İnanmayalım da ne yapalım?..



“Yalan söylüyorsun” deyip YSK’yı basalım...

Adamı mı dövelim?..



İnanmasak da en azından inanmış gibi yapıp...

Sandığa gitmeye...

Ve...

Demokratik, laik, sosyal hukuk devleti için oy vermeye mecburuz...

Gönderilirlerse


Erdoğan’ı korumak...

21 yıllık iktidar döneminin en feci uygulaması olan mülteci işgalini savunmak isteyenlere göre...

Mülteciler gönderilirse:

Ekonomik kriz derinleşir/miş...



Aksine...

Mülteciler gönderilirse:

İstihdam...

Kira...

Ve...

Talep kaynaklı enflasyon sorunları çözüleceği için...
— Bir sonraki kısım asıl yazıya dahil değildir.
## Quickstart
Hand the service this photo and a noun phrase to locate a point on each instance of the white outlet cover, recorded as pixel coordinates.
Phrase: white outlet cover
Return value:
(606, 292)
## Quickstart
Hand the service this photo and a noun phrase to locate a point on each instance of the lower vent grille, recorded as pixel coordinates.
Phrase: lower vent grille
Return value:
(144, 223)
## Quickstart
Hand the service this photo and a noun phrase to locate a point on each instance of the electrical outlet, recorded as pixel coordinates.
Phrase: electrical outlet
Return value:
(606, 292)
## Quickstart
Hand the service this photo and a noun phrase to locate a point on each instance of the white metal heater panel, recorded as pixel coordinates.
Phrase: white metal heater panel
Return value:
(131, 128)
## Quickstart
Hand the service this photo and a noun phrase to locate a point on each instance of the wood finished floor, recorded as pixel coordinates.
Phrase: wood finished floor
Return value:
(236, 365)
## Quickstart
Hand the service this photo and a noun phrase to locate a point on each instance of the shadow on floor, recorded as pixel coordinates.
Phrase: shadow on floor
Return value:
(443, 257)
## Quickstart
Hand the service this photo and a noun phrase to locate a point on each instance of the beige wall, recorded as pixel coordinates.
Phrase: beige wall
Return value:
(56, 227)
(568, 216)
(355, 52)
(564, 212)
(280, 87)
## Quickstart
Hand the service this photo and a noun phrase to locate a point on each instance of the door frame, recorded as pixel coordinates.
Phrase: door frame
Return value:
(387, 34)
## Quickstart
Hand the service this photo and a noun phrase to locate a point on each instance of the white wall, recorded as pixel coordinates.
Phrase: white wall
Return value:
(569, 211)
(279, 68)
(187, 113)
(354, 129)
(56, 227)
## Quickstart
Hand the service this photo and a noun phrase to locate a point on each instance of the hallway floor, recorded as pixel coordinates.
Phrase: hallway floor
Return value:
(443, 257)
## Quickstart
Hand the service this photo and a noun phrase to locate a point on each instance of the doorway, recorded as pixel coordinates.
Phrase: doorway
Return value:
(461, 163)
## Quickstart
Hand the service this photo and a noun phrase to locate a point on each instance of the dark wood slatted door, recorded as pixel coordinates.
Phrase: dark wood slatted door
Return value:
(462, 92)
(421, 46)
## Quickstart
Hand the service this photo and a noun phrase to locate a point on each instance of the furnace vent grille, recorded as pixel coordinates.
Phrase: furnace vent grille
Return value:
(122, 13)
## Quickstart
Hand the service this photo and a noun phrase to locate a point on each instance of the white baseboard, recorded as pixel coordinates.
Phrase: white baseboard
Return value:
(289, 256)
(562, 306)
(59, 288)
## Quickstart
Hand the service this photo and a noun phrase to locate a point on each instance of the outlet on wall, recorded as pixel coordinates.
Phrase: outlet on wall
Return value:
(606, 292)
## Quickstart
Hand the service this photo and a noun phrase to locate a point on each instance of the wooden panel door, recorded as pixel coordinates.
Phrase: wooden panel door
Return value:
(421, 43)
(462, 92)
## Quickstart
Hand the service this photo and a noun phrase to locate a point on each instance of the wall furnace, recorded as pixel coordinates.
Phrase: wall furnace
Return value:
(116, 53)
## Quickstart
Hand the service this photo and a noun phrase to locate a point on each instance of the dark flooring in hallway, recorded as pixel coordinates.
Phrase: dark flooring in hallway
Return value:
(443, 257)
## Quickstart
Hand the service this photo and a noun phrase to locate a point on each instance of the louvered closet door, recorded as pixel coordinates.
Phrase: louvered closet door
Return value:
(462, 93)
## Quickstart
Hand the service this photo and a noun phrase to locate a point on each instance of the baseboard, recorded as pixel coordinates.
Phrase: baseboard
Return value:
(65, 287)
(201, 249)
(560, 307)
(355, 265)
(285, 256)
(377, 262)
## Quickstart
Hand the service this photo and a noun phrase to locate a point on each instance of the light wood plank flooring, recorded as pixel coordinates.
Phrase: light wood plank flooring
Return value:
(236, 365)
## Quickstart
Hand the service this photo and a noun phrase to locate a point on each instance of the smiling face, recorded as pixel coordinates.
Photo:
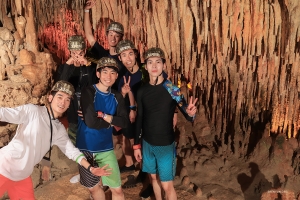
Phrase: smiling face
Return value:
(128, 58)
(113, 38)
(60, 102)
(77, 54)
(155, 66)
(107, 76)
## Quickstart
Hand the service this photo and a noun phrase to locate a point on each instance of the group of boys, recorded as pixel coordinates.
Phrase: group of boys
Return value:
(115, 94)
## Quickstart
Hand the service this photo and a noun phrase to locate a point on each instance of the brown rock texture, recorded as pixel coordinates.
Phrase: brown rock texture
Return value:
(240, 58)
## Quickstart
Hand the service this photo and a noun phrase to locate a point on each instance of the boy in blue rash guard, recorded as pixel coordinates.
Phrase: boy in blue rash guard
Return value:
(157, 101)
(102, 108)
(38, 130)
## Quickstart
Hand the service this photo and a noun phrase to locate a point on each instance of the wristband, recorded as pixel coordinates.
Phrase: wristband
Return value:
(137, 146)
(100, 114)
(132, 107)
(89, 168)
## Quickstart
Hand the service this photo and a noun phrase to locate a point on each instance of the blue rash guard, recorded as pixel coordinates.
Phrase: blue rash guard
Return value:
(94, 134)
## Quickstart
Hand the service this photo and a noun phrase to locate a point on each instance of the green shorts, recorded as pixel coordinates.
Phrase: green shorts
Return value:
(89, 180)
(109, 157)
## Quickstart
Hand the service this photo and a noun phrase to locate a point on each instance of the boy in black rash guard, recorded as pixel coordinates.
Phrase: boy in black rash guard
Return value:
(128, 87)
(102, 108)
(114, 34)
(80, 73)
(156, 102)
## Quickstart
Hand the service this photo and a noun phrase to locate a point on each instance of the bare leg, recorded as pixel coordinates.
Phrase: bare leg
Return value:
(127, 150)
(169, 190)
(117, 193)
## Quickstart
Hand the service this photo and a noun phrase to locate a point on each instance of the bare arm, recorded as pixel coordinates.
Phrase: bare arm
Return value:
(87, 24)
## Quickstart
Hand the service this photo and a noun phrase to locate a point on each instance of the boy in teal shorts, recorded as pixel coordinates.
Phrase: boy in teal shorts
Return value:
(157, 101)
(102, 109)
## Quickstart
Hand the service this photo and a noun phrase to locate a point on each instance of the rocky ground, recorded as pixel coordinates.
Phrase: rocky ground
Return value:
(63, 189)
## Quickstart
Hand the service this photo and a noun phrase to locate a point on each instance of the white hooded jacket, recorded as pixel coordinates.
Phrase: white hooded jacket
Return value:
(32, 140)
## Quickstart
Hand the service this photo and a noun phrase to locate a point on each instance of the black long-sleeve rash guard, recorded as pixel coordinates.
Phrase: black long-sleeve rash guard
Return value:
(90, 115)
(155, 115)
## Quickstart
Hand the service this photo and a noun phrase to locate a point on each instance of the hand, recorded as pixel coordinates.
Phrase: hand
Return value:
(138, 155)
(89, 4)
(70, 61)
(191, 109)
(101, 171)
(126, 88)
(132, 115)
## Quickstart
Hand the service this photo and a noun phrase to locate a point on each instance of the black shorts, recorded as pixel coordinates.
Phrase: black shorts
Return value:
(87, 179)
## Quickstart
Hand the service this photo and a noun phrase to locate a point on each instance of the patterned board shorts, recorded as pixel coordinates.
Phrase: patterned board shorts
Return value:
(89, 180)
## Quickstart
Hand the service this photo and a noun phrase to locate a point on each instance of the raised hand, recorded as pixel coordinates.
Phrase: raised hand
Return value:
(101, 171)
(89, 4)
(126, 88)
(191, 108)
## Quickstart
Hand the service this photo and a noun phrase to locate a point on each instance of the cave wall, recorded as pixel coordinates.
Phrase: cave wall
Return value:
(241, 57)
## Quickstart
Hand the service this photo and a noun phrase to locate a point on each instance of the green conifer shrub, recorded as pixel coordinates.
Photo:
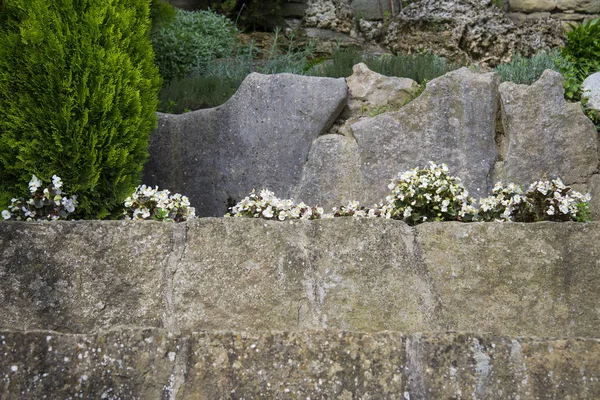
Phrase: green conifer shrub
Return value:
(78, 94)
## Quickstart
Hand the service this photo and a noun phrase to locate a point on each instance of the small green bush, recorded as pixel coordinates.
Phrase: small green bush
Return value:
(420, 67)
(191, 41)
(78, 95)
(525, 71)
(583, 47)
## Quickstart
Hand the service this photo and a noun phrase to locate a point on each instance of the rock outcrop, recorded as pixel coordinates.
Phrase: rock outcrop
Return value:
(466, 31)
(261, 136)
(452, 122)
(591, 91)
(545, 136)
(352, 274)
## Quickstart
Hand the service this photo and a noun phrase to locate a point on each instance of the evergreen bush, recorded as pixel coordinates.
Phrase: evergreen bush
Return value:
(78, 94)
(191, 41)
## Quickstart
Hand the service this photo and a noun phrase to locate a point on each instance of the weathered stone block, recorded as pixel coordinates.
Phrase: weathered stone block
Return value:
(452, 122)
(532, 5)
(259, 138)
(545, 137)
(82, 276)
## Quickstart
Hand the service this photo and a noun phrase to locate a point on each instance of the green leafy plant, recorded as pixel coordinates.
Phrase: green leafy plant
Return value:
(419, 67)
(148, 203)
(526, 71)
(45, 204)
(78, 95)
(191, 41)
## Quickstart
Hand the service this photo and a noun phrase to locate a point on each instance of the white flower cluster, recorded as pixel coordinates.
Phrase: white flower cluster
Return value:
(354, 209)
(151, 203)
(266, 205)
(419, 195)
(44, 204)
(430, 194)
(544, 200)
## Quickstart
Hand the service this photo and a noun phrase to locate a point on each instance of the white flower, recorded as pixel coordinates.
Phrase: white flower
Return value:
(56, 182)
(34, 184)
(268, 212)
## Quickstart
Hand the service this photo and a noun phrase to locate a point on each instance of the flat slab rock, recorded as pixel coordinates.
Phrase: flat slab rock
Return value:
(260, 137)
(142, 363)
(369, 275)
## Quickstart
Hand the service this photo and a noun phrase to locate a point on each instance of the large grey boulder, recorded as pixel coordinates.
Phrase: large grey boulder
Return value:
(591, 91)
(452, 122)
(345, 273)
(331, 177)
(260, 137)
(545, 137)
(152, 364)
(370, 91)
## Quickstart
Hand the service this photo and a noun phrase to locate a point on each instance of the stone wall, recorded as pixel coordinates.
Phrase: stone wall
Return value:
(151, 364)
(351, 274)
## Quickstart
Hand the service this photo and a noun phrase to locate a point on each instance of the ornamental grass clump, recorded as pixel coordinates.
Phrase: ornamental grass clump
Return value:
(429, 194)
(543, 201)
(148, 203)
(266, 205)
(45, 204)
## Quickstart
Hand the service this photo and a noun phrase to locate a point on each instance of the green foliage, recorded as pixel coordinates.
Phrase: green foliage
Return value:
(219, 80)
(161, 14)
(191, 41)
(341, 63)
(249, 15)
(524, 70)
(583, 47)
(78, 94)
(195, 92)
(419, 67)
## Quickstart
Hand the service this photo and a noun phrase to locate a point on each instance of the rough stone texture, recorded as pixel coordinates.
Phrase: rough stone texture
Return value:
(591, 91)
(331, 176)
(126, 363)
(260, 137)
(461, 365)
(453, 122)
(545, 137)
(483, 273)
(83, 276)
(467, 31)
(587, 6)
(336, 15)
(532, 5)
(150, 364)
(369, 90)
(373, 9)
(248, 274)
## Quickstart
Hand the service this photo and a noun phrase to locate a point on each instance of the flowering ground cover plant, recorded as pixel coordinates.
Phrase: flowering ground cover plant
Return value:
(266, 205)
(543, 201)
(431, 194)
(45, 204)
(148, 203)
(419, 195)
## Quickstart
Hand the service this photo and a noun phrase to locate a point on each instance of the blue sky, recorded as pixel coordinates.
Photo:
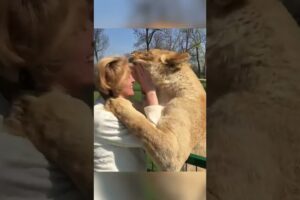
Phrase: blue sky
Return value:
(110, 13)
(120, 41)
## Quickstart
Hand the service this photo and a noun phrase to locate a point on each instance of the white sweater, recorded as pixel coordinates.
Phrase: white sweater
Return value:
(115, 148)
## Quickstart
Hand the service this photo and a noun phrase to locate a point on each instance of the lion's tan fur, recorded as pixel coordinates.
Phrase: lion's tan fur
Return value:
(182, 125)
(60, 127)
(253, 101)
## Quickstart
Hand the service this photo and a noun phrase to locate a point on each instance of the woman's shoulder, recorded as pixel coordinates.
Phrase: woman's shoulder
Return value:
(103, 115)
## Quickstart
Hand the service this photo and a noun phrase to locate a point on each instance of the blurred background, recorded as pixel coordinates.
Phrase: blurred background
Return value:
(147, 13)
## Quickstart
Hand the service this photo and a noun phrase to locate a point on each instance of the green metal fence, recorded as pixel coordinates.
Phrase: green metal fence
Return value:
(193, 163)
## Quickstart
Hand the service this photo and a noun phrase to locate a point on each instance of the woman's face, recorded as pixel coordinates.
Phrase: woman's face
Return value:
(127, 86)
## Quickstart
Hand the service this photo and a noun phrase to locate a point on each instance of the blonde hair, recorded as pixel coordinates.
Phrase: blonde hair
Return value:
(111, 73)
(34, 35)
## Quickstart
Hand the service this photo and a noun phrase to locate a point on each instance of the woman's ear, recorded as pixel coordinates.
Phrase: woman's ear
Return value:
(175, 58)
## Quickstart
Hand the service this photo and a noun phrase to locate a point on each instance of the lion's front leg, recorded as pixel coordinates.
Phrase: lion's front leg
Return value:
(161, 145)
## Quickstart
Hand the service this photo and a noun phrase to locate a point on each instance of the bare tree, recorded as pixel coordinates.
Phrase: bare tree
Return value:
(144, 37)
(181, 40)
(101, 43)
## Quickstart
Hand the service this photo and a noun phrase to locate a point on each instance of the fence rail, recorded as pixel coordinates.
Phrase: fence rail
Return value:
(194, 160)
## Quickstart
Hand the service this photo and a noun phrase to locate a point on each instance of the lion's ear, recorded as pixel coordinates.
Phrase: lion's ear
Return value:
(175, 58)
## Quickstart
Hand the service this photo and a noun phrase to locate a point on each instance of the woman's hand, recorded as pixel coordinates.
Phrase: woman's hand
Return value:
(143, 77)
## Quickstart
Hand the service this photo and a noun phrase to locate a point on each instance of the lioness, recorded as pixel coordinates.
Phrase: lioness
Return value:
(183, 121)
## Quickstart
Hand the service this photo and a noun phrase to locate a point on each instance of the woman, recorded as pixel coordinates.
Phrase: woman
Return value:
(115, 148)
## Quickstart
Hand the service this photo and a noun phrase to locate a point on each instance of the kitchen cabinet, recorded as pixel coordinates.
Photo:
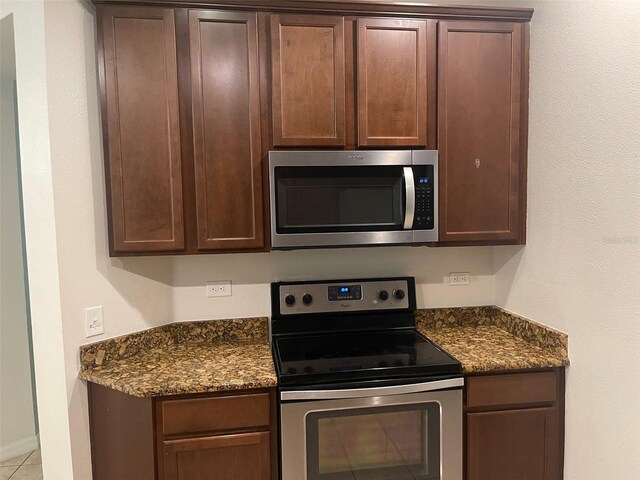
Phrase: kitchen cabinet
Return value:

Olağanüstü bir rahatlama yaşanır...

Tıpış tıpış


Erdoğan:

“Milletin iradesine ve demokrasimize gölge düşürmeyiz, gerektiğinde 15 Temmuz gecesi olduğu gibi hayatımız pahasına istiklâl ve istikbalimize sahip çıkarız...”.



Tercümesi:

“Kaybedersem gitmem...”.



Milletin sesi:

“Gideceksin...

Hem de...

Tıpış tıpış gideceksin...”.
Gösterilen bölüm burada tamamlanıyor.